Finance

‘Corporate Transparency’ Won’t Put a Dent in Money Laundering, but It Will Hurt Small Business

Angela Marsden recently received a gut punch from her local government, and she’s about to receive another from Congress. The owner of Pineapple Hill Saloon & Grill in Los Angeles posted a video of a movie company’s government-approved outdoor restaurant facility while hers, just a few feet away, was banned.

Now, Congress is set to put a new regulatory burden on millions of small businesses already reeling from seemingly arbitrary COVID-19 shutdowns via the Defense Authorization Act.

The latest gut punch is the Corporate Transparency Act, an anti-money laundering bill now rolled into the Defense Authorization bill. While it offers worthwhile needed reforms, it will require the smallest of small businesses – the vast majority – to review, report, file and keep up to date their “beneficial owners” with Treasury’s Financial Crimes Enforcement Network (FinCen).

Most have never even heard of FinCen, and the legislation shifts the burden from large banks who understand it to millions of small businesses who don’t and who can’t afford it. If they don’t comply, the Angela Marsdens of the country would face the threat of $10,000 in fines and/or two years in jail.

While the Corporate Transparency Act’s proponents hope to stop criminals from laundering money through corporate shell companies, this legislation will not do the job. No one has ever shown small companies are a problem, but there is ample evidence to suggest big banks are.

The legislation will not work because it requires filing any change in reportable information “not later than one year after the date on which there is a change in beneficial ownership.” It is clear – almost guaranteed – if the bill passes, you will see fraudsters buy legitimate businesses, use them as money-laundering conduits for 11 months and then dissolve them. Just wash, rinse and repeat.
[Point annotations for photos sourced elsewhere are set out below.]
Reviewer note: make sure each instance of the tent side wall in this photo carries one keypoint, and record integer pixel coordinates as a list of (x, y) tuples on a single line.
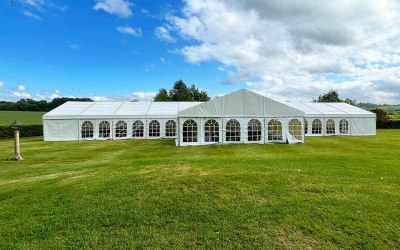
[(363, 126), (60, 130)]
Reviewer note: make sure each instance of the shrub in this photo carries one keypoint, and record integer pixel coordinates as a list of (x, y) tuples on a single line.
[(25, 131)]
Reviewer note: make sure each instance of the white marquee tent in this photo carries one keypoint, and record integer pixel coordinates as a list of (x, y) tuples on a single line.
[(239, 117)]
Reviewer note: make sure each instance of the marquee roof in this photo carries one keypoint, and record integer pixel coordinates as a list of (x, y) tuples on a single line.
[(109, 110), (331, 109), (241, 103)]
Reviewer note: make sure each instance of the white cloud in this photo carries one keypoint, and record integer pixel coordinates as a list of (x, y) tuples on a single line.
[(31, 15), (21, 88), (56, 93), (135, 96), (73, 46), (37, 4), (20, 95), (120, 8), (297, 48), (143, 96), (163, 33), (129, 31)]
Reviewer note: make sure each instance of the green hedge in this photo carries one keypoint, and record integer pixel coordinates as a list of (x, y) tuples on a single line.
[(25, 131), (389, 124)]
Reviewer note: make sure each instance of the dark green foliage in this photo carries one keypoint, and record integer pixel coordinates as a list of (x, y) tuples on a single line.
[(32, 105), (25, 131), (333, 96), (389, 124), (181, 93), (381, 117), (162, 96)]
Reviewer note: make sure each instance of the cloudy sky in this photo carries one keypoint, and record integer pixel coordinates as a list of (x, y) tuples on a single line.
[(124, 50)]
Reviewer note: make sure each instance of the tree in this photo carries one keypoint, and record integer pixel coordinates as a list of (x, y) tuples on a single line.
[(180, 92), (350, 101), (162, 96), (381, 117), (331, 96), (198, 95)]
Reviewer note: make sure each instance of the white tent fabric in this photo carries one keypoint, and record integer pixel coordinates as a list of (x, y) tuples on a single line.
[(65, 122), (239, 117), (242, 103), (361, 122), (241, 107)]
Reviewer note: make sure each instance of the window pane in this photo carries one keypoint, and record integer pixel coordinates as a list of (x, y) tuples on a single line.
[(254, 130), (87, 130), (189, 130), (295, 129), (344, 126), (274, 130), (232, 130), (170, 128), (121, 129), (316, 127), (330, 127), (211, 131), (104, 129), (154, 129), (138, 129)]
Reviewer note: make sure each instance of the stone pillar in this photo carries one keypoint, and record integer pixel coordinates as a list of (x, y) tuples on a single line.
[(17, 153)]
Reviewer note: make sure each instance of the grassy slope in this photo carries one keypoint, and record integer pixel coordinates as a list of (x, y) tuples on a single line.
[(330, 192), (25, 117)]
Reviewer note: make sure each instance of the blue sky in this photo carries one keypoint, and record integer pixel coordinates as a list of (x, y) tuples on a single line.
[(124, 50)]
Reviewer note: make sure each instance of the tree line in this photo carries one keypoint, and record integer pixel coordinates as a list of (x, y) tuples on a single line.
[(179, 92), (32, 105)]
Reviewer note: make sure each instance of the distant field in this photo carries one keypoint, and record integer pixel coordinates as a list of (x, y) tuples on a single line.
[(395, 117), (25, 117), (329, 193)]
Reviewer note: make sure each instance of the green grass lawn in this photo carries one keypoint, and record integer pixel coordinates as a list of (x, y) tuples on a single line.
[(331, 192), (25, 117)]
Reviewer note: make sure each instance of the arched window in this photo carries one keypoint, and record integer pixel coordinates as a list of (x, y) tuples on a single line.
[(254, 130), (154, 129), (87, 130), (104, 129), (274, 130), (305, 126), (344, 126), (211, 131), (189, 130), (138, 129), (121, 129), (232, 130), (295, 129), (170, 128), (330, 127), (316, 127)]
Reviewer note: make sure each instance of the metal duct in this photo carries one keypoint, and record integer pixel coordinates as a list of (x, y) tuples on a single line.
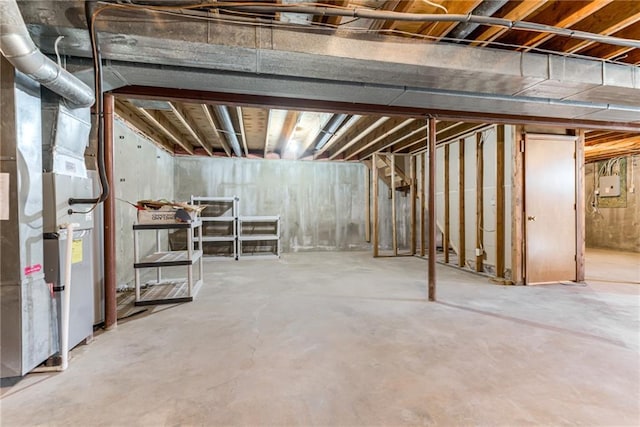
[(418, 17), (229, 131), (16, 45), (329, 130), (486, 8)]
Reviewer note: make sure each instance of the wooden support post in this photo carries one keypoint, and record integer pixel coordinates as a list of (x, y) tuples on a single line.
[(394, 230), (447, 230), (375, 236), (110, 297), (461, 219), (517, 207), (432, 209), (500, 243), (423, 204), (479, 201), (580, 208), (367, 204), (413, 195)]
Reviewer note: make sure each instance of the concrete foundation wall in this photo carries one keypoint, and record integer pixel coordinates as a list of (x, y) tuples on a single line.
[(321, 204), (613, 227), (142, 171)]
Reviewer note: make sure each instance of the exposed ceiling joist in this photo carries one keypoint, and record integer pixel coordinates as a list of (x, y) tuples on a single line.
[(392, 128), (518, 13), (361, 129), (188, 124), (159, 121), (565, 21), (441, 29), (243, 135), (128, 113), (606, 21), (206, 111)]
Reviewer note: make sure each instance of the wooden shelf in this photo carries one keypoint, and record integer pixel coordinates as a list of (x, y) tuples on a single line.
[(168, 259)]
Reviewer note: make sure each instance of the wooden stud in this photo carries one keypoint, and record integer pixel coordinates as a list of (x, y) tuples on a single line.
[(367, 204), (479, 201), (580, 208), (394, 231), (446, 235), (423, 202), (461, 219), (413, 195), (432, 210), (500, 201), (517, 207), (375, 204)]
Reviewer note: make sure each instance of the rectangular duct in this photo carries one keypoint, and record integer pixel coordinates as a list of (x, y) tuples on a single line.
[(27, 308)]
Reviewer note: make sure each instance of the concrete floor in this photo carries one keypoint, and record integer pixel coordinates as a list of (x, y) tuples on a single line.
[(343, 339)]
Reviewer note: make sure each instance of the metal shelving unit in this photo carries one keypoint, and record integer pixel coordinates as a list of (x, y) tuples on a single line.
[(169, 291), (220, 225), (258, 233)]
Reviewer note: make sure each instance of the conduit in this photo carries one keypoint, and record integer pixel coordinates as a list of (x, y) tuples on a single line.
[(16, 45), (486, 8), (418, 17)]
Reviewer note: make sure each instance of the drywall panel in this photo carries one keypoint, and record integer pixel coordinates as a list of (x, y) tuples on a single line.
[(321, 204)]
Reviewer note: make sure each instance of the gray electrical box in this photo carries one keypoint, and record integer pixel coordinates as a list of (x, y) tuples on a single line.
[(609, 186)]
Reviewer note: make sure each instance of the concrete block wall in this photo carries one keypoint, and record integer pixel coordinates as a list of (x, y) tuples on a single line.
[(141, 171), (614, 228), (321, 204)]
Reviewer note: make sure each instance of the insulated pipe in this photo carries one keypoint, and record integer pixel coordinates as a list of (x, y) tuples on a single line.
[(431, 207), (329, 130), (109, 226), (16, 45), (66, 298), (418, 17), (229, 131), (486, 8)]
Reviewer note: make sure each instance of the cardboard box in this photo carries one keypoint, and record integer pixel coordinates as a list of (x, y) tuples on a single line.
[(157, 216)]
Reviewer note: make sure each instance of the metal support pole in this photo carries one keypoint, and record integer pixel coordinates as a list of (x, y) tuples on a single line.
[(432, 208)]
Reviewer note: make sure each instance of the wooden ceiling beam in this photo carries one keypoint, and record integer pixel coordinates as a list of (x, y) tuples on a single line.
[(243, 134), (161, 122), (190, 126), (357, 132), (128, 113), (608, 20), (413, 128), (441, 29), (391, 127), (393, 6), (523, 9), (208, 114), (566, 21), (289, 125)]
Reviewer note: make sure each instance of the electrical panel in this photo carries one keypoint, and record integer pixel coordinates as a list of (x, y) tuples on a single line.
[(609, 186)]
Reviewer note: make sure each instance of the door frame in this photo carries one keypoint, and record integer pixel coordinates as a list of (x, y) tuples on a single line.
[(518, 225)]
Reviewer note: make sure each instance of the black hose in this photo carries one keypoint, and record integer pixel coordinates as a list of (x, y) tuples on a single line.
[(97, 69)]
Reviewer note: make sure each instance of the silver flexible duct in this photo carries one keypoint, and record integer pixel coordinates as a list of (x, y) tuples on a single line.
[(16, 45), (229, 130)]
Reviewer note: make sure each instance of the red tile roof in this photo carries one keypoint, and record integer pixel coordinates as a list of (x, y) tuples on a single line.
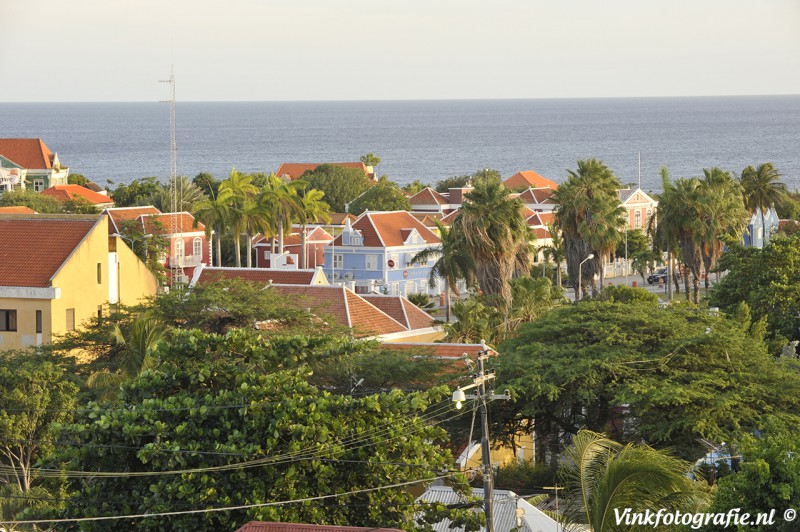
[(71, 192), (428, 196), (258, 275), (32, 154), (118, 215), (345, 306), (33, 247), (385, 229), (294, 171), (529, 178), (184, 223), (17, 209), (402, 310), (262, 526)]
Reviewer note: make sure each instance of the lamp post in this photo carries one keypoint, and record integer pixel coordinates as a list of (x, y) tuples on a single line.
[(580, 279)]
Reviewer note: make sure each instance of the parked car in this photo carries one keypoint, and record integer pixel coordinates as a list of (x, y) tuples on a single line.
[(660, 275)]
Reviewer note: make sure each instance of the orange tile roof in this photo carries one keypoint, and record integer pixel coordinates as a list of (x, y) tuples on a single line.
[(385, 229), (263, 526), (345, 306), (17, 209), (296, 170), (184, 224), (71, 192), (32, 154), (257, 275), (33, 247), (428, 196), (118, 215), (529, 178), (402, 310)]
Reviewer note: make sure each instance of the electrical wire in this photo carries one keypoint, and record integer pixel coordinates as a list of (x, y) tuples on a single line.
[(226, 508)]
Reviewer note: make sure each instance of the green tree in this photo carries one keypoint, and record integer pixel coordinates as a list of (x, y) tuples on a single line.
[(589, 217), (35, 396), (494, 232), (762, 188), (453, 263), (769, 478), (602, 476), (385, 195), (768, 280), (252, 437), (137, 192), (341, 185)]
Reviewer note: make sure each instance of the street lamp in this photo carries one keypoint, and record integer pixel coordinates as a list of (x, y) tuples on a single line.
[(580, 279)]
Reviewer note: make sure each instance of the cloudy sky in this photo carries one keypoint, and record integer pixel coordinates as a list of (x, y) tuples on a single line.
[(117, 50)]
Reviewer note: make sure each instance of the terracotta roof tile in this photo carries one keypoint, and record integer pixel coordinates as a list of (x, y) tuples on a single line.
[(33, 247), (294, 171), (184, 221), (529, 178), (428, 196), (385, 229), (31, 154), (257, 275), (345, 306), (70, 192), (17, 209)]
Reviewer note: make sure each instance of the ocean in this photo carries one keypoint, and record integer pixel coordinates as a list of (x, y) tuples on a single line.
[(426, 140)]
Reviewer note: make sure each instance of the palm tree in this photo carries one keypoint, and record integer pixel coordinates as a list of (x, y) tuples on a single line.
[(452, 264), (135, 356), (589, 216), (213, 213), (601, 475), (493, 230), (762, 189), (312, 208), (239, 189)]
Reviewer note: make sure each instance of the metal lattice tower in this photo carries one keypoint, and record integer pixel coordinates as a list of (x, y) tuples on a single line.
[(174, 187)]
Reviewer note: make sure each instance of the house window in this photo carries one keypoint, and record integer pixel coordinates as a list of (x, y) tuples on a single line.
[(8, 320)]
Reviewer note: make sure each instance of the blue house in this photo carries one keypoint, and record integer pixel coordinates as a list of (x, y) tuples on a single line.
[(373, 255), (761, 231)]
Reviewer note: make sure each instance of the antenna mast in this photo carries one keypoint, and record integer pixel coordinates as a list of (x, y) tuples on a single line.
[(175, 193)]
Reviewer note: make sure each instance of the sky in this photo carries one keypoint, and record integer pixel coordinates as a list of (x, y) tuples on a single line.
[(277, 50)]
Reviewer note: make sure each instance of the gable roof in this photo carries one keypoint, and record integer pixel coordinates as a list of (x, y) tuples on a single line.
[(428, 196), (118, 215), (265, 276), (385, 229), (33, 247), (263, 526), (402, 310), (529, 178), (27, 153), (17, 209), (343, 305), (293, 171), (162, 223), (70, 192)]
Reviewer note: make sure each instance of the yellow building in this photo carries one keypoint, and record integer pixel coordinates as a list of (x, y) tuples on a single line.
[(57, 271)]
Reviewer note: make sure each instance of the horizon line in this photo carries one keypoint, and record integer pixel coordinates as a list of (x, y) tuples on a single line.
[(416, 99)]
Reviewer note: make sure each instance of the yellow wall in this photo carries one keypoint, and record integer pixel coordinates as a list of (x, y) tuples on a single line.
[(80, 289)]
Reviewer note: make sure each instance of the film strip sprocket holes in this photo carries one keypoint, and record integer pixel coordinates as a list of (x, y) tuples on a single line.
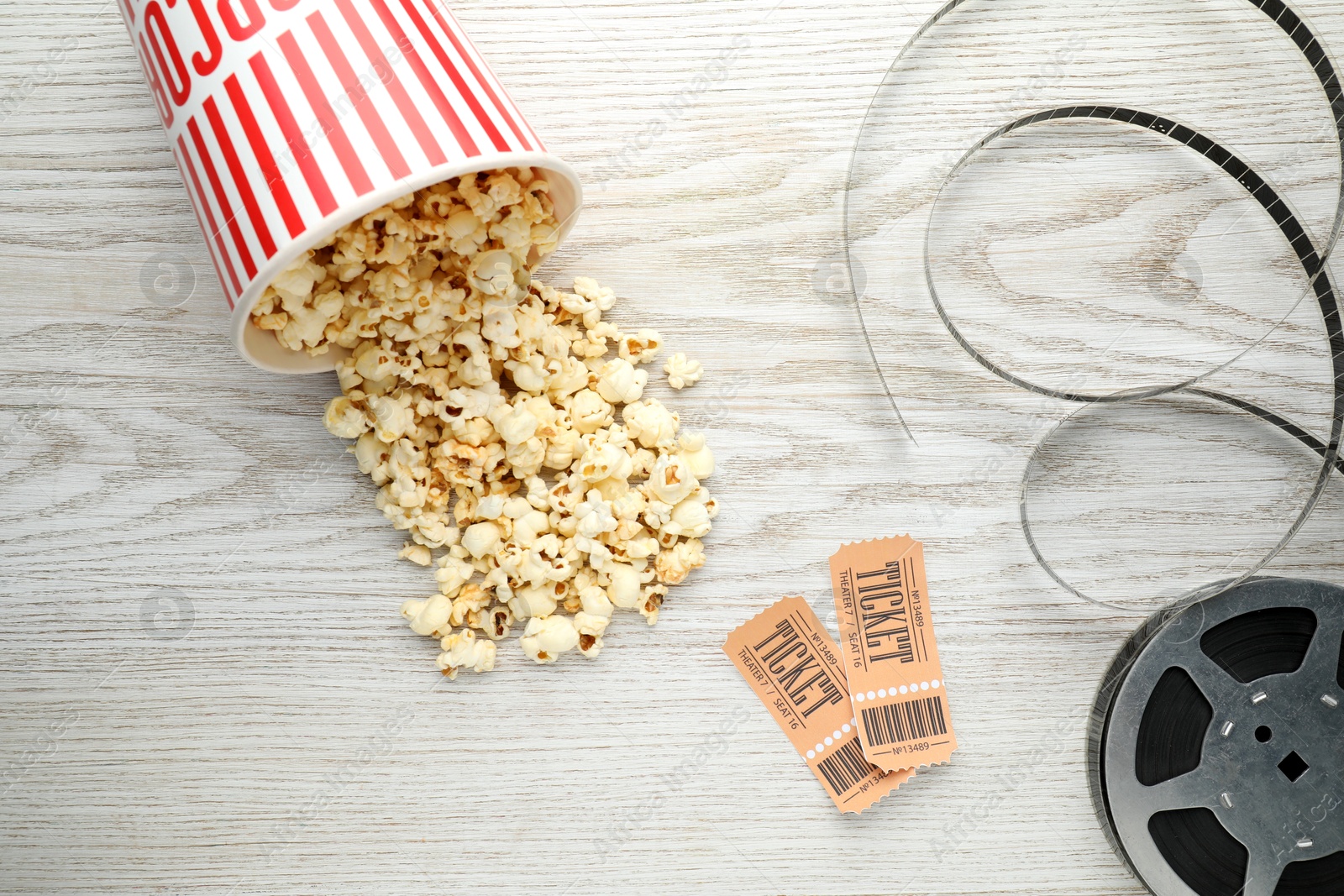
[(1231, 783), (1310, 257)]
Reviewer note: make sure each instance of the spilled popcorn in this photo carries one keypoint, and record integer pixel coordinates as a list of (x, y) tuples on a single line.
[(506, 439)]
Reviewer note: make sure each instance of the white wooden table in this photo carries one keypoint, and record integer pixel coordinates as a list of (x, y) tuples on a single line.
[(205, 684)]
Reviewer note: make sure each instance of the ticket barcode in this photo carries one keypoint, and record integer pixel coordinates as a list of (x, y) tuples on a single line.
[(900, 721), (846, 768)]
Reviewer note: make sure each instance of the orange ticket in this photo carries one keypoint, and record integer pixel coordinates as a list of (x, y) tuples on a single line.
[(890, 653), (795, 668)]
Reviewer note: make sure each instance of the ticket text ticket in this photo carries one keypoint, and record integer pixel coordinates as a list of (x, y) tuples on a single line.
[(795, 669), (890, 654)]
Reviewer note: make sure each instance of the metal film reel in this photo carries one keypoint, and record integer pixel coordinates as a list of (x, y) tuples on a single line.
[(1216, 745)]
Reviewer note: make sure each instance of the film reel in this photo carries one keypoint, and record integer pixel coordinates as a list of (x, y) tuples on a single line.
[(1216, 745)]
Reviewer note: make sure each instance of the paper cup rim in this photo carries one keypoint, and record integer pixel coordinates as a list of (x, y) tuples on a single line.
[(262, 349)]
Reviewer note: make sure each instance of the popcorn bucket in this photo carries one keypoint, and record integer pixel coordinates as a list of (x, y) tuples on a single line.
[(291, 118)]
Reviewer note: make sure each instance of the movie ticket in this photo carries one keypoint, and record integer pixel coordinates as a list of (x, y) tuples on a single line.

Another exemption actually makes charities and nonprofits available to money launderers. Nonprofits can funnel money and transact business like anyone else, and anyone can start or buy a nonprofit. Just fill out the long form for the exemption, and you greatly diminish audit risk. Or better yet, form a 501(c)3, give up the exemption and then you have six months to freely launder money with no reporting requirement before closing the doors.

The Congressional Budget Office estimates “that the total costs to comply with the mandate would be substantial” because of the number of the businesses it impacts. Using the Census Bureau’s published figures, 89 percent of New York’s 465,566 small business firms are affected, 80 percent of West Virginia’s 27,749 firms, 86 percent of Wyoming’s 18,125 firms, 86 percent of Michigan’s 174,092 firms, and 89 percent of California’s 763,803 firms would meet the criteria.

So, who pushes this? The international Financial Action Task Force, which the United States helped establish. But for years, the United States avoided buying into the task force’s existing 28 European members’ view that America must collect this information just like the Europeans, despite a European money-laundering detection success rate worse than ours.

Law enforcement’s desire for every possible tool to fight crime also drives the Corporate Transparency Act. But the worthwhile interest of American law enforcement must always be tempered by the Constitution and good sense. FinCen already collects 20 million different forms annually. These forms are available to law enforcement and could be useful, but few use them in investigations.

Laundering dirty money is an exercise without borders, laws, morals and constraints. The vast bulk of money laundering takes place through the very institutions excempt from the Corporate Transparency Act – banks, insurance companies, exchanges, etc.

Instead of generating more paperwork and creating another government database of personal information, Congress should look for existing or better solutions. First, try the other anti-money laundering improvements before pushing the Corporate Transparency Act. Or use the $136 million of taxpayer money required just to set up a new warehouse for this folly in the development of an AI financial analysis software tool for money flows in banks and use innovative machine learning to detect the problem. Or $136 million in block grants to increase investigative personnel would also yield more results by putting more “eyes” on “systems” of marginal utility.

Put simply, the Corporate Transparency Act unfairly places new regulatory burdens with significant criminal and civil penalties on businesses across America. Simply collecting corporate beneficial ownership has not worked in any of the 28 European countries that have implemented it. The legislation is more likely to catch good, hard-working business owners who make an honest mistake than it would the criminals. More incisive study and an effort to create constitutional, efficient and less costly solutions are certainly a better path.

Christopher A. Byrne joined the FDIC in 1982 and was later appointed the first FDIC assistant director (Investigations) in charge of what was then a corps of 1,800 FDIC bank failure investigators. He left the FDIC in 1992 and has since been in private practice concentrating in finance and related litigation, including fraud and other failures of corporate governance.